There are several issues associated with the non-executive directors (NEDs) at Rosh. It is doubtful whether two NEDs are
enough to bring sufficient scrutiny to the executive board. Some corporate governance codes require half of the board of larger
companies to be non-executive and Rosh would clearly be in breach of such a requirement. Perhaps of equal concern, there
is significant doubt over the independence of the current NEDs as they were recruited from retired executive members of the
board and presumably have relationships with existing executives going back many years. Some corporate governance codes
(such as the UK Combined Code) specify that NEDs should not have worked for the company within the last five years. Again,
Rosh would be in breach of this provision.
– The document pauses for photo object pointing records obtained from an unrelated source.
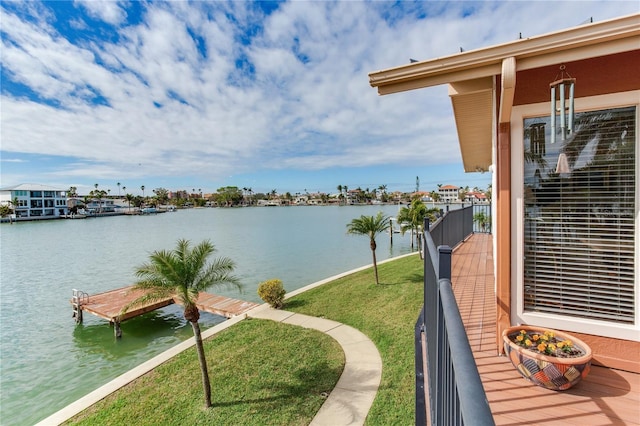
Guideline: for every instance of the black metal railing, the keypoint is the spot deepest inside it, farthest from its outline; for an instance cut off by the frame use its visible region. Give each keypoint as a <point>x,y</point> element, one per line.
<point>456,395</point>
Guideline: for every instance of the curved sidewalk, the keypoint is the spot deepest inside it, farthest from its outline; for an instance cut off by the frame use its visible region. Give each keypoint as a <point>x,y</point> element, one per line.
<point>349,402</point>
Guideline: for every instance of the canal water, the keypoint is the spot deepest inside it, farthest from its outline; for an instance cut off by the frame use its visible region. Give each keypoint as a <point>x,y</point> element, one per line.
<point>47,361</point>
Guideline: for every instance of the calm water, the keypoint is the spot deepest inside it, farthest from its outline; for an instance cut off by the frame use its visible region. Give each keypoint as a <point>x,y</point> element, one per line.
<point>47,362</point>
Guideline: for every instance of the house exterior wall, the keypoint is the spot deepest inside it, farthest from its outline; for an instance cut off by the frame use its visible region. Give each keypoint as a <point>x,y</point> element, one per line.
<point>601,83</point>
<point>36,201</point>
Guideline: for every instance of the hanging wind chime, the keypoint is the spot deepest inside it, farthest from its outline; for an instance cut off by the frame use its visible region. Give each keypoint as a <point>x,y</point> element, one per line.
<point>562,101</point>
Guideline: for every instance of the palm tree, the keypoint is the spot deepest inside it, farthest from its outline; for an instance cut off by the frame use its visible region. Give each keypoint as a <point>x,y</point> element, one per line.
<point>182,274</point>
<point>370,226</point>
<point>412,218</point>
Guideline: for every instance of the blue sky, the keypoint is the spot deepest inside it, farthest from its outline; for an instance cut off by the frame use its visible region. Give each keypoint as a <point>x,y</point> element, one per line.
<point>266,95</point>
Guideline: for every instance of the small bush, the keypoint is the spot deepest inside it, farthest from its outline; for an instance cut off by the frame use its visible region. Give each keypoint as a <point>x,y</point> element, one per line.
<point>272,292</point>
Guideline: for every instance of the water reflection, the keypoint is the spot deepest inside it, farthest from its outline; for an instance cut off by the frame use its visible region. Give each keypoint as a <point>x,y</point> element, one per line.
<point>163,327</point>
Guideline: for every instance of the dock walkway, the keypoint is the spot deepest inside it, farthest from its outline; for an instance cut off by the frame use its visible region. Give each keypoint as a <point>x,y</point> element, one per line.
<point>108,305</point>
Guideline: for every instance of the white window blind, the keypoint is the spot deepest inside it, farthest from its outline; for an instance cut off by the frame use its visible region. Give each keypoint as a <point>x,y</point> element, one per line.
<point>579,217</point>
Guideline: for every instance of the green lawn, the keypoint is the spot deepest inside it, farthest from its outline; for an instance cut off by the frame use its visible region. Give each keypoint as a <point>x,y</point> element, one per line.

Succession planning for senior positions in the company seems to be based on Rosh family membership rather than any
meritocratic approach to appointments (there doesn’t appear to be a nominations committee). Whilst this may have been
acceptable before the flotation when the Rosh family owned all of the shares, the flotation introduced an important need for
external scrutiny of this arrangement. The lack of NED independence makes this difficult.
There is a poor (very narrow) diversity of backgrounds among board members. Whilst diversity can bring increased conflict,
it is generally assumed that it can also stimulate discussion and debate that is often helpful.
There is a somewhat entrenched executive board and Mary is the first new appointment to the board in many years (and is
the first woman). Whilst experience is very important on a board, the appointment of new members, in addition to seeding
the board with talent for the future, can also bring fresh ideas and helpful scrutiny of existing policies.
There is no discussion of strategy and there is evidence of a lack of preparation of strategic notes to the board. The assumption
seems to be that the ‘best’ option is obvious and so there is no need for discussion and debate. Procedures for preparing
briefing notes on strategy for board meetings appear to be absent. Most corporate governance codes place the discussion and
setting of strategy as a high priority for boards and Rosh would be in breach of such a provision.
There is no evidence of training for Mary to facilitate her introduction into the organisation and its systems. Thorough training
of new members and ongoing professional development of existing members is an important component of good governance.